Defendant filed a motion to dismiss the indictment, pursuant to Penal Code section 995, based on a claim that the prosecution knowingly presented perjured testimony to the grand jury. On appeal, we draw every legitimate inference to uphold the indictment. If there is "some evidence" to support the issuance of the indictment, we will not further inquire into its sufficiency. (People v. Scott (1999) 76 Cal.App.4th 411, 416.)
Defendant's motion to dismiss the indictment did not specify what testimony before the grand jury he claimed was perjured. At the hearing on the motion, defendant indicated the allegedly perjured testimony involved Boyd's testimony regarding the gun used in the crimes. As did the trial court, we conclude there was no proof that the prosecution knowingly used perjured testimony during the grand jury proceedings. Further, the allegedly perjured testimony involved whether the gun was in Boyd's car, and was not material to what happened during the robberies. The trial court did not err in denying the motion to dismiss the indictment.
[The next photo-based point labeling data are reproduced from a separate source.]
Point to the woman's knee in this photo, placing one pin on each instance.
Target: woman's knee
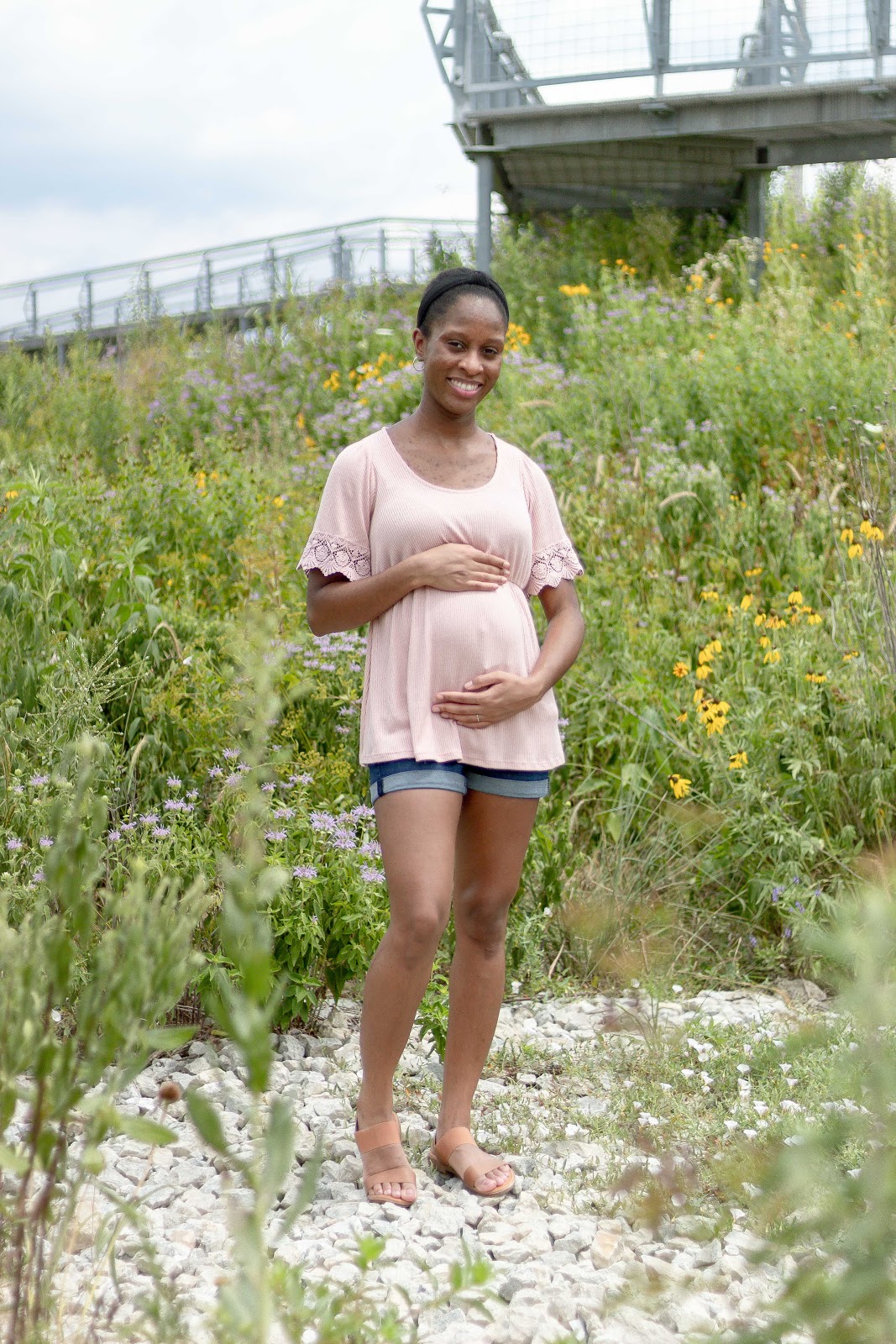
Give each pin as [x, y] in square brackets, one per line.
[416, 933]
[481, 918]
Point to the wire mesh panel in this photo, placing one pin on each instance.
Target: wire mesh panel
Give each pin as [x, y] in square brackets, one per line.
[579, 50]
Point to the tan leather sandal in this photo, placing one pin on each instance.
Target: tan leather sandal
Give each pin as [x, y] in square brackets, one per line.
[443, 1149]
[369, 1142]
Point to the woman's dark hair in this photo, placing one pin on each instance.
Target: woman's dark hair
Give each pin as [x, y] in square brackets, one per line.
[448, 286]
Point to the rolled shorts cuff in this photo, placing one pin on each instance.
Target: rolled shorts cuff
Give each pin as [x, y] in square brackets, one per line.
[394, 776]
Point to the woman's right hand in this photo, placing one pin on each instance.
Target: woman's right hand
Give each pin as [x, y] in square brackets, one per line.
[463, 569]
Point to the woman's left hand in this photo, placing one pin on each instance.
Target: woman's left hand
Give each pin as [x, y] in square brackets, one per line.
[488, 699]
In his supplemental brief, defendant argues that his sentence was illegal. We initially note that the plea agreement provided for a 16-year sentence, and defendant was sentenced to 16 years in prison. Defendant argues that the trial court improperly imposed a consecutive term for a sentencing enhancement, when it should have been ordered to run concurrently. A review of the abstract of judgment shows that count 3— first degree robbery with sentencing enhancements for personal use of a firearm and infliction of great bodily injury—was selected as the base offense, and the punishments for all other counts and sentencing enhancements were ordered to run concurrently. The sentence imposed was legal, and consistent with the plea agreement.
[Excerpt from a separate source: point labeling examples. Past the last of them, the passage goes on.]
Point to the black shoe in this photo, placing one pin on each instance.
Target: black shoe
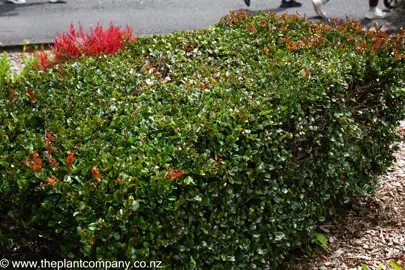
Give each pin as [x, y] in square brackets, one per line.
[292, 3]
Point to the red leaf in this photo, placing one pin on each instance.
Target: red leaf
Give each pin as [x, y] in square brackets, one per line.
[51, 180]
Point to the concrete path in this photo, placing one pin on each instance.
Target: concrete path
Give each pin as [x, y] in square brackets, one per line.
[38, 21]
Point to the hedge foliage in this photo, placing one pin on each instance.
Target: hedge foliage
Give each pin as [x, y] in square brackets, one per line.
[216, 148]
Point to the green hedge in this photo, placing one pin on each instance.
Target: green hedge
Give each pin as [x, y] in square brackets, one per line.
[211, 148]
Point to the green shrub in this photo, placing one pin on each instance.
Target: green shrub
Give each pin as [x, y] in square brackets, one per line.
[212, 148]
[5, 69]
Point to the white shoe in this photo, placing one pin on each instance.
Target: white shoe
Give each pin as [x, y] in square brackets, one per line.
[17, 1]
[318, 5]
[375, 14]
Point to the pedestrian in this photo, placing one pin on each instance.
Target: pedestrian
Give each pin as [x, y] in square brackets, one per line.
[373, 13]
[284, 3]
[23, 1]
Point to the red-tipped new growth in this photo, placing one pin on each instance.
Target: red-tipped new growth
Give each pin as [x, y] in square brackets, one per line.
[74, 44]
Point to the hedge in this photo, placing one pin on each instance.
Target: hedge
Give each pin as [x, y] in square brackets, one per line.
[217, 148]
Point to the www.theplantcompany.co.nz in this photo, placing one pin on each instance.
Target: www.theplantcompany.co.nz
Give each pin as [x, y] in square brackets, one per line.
[66, 264]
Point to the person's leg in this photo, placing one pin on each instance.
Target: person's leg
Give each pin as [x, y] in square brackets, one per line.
[290, 3]
[374, 12]
[318, 6]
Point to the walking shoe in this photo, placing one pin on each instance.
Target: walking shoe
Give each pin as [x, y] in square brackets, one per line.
[375, 14]
[17, 1]
[318, 5]
[292, 3]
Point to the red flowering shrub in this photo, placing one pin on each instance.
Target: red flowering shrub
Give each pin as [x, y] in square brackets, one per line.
[73, 45]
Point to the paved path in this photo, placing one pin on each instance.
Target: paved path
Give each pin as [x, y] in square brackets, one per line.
[38, 21]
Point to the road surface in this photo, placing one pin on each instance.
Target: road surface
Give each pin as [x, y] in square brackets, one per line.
[39, 21]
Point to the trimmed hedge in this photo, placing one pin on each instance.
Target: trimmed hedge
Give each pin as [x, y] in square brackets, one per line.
[214, 148]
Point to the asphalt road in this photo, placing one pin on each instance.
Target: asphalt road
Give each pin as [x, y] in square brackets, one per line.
[39, 21]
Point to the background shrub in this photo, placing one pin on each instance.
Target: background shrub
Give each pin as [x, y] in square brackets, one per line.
[212, 148]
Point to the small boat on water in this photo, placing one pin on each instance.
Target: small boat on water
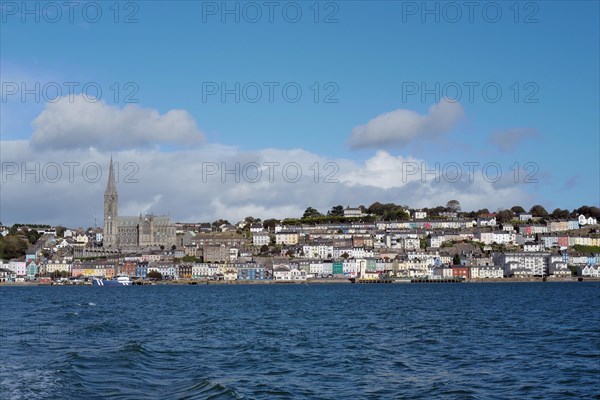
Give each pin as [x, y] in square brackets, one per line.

Finally, defendant argues in his supplemental brief that the prosecutor committed misconduct by failing to provide discovery, thus violating Brady v. Maryland (1963) 373 U.S. 83. After a hearing on defendant's request for discovery, the prosecutor provided to defendant all materials in the prosecution's possession. The court noted: "[The prosecutor] has only turned over to you what there was. He can't produce to you what he doesn't have or what might not exist." The materials, which defendant claims were not provided, are related to the issuance of the arrest warrant for defendant, and the trial court's confirmation of what documents were reviewed before issuing the warrant. Defendant has not shown that materials bearing on his guilt or innocence exist but were not provided to him. We conclude no prejudicial misconduct has been shown.
At a later hearing on the same subject, the trial court found substantial compliance with the discovery statute by the prosecution. The court then set the matter for a discovery compliance review, and, at the further hearing, found the prosecution had in fact complied with its obligations under Penal Code section 1054.1. The court's findings are supported by substantial evidence.
Our review of the record pursuant to Wende, supra, 25 Cal.3d 436, and Anders, supra, 386 U.S. 738, including the possible issues suggested by defendant, has disclosed no reasonably arguable appellate issue. Competent counsel has represented defendant in this appeal.
DISPOSITION
The judgment is affirmed.
FYBEL, J. WE CONCUR: BEDSWORTH, ACTING P. J. ARONSON, J.